The Context for this problem statement was originally shared by Wenyu Gu at a Homeworld Collective workshop on protein engineering and climate tech. It was further explored as part of a collaborative effort between Homeworld Collective and Spark Climate Solutions to identify and share priority problems at the intersection of biotech and atmospheric methane removal. This problem statement is also hosted on Homeworld's problem statement repository here.

Context

CH4 emissions have contributed ~30% of global warming to date (IEA 2022), and natural sources may increase via feedback to warming (Zheng 2023). Technologies for oxidizing atmospheric CH⁴, area CH₄ emissions, and unavoidable point sources could substantially mitigate climate change. While CH₄ above ~44,000 ppm can be flared, ~75% of CH₄ pollution is atmospheric (2 ppm) or area emissions below 1000 ppm that are too dilute to be oxidized at scale using existing technologies (Abernethy 2023).
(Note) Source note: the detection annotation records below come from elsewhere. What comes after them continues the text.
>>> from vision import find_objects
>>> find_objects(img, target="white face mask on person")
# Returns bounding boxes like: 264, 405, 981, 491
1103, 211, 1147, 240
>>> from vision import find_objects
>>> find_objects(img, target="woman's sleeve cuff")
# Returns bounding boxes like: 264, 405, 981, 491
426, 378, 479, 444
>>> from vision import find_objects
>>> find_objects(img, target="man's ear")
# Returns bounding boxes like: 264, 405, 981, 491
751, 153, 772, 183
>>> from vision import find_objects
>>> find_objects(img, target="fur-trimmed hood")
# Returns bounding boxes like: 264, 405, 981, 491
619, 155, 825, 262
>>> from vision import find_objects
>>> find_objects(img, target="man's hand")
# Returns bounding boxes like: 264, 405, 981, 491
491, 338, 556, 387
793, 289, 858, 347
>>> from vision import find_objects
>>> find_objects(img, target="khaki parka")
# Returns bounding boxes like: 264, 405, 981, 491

Methane monooxygenase (MMO) enzymes, found in methanotrophic bacteria, naturally catalyze oxidation of CH₄ to methanol in a one-step reaction at ambient conditions (Tucci 2024). Oxidation of dilute CH₄ at scale may be possible using methanotrophs or cell-free MMO in flow-through reactors; however, substantial efficiency improvements over the state of the art are needed for such reactors to be economical (Lidstrom 2024, Yoon 2009). For example, modeling of a reactor system using Methylosinus trichosporium OB3b estimated up to 10-fold cost reduction is necessary to oxidize 500 ppm CH₄ for $100/t CO₂e (Yoon 2009).

Significance

CH₄ oxidation efficiency improvements may be achieved by discovering or engineering methanotrophs or MMO variants that operate efficiently at low CH₄ concentrations. Such work is underway (He 2023) and there is much more to be done (see related problem statements and Reginato 2024). However, researchers lack a clear performance target for biological CH₄ oxidation agents, because there is no available analysis describing the relationship between biological oxidation performance and cost across a range of dilute CH₄ concentrations. Further, methanotroph-based bioreactor systems thus far have generally not been designed to handle CH₄ concentrations below 1000 ppm (La 2018). Development of reactor designs with associated techno-economic and life-cycle analyses would illuminate the potential for economic feasibility at scale and orient bioengineering of methane oxidation toward scalable targets.

Goals

Designs should be developed for CH₄ bioreactors that are optimized for low (2-1000 ppm) CH₄ concentration using methanotrophs, mixed microbial cultures, or cell-free MMO. High-level techno-economic and life-cycle analysis should be performed to assess the costs of biological methane oxidation efficiency at scale. For cell-free MMO, the need for reducants to activate O₂ should be addressed by assuming reductants are regenerated electrochemically or that an enzyme system is used that generates reactive oxygen through methane oxidation reactions without other inputs (Reginato 2024).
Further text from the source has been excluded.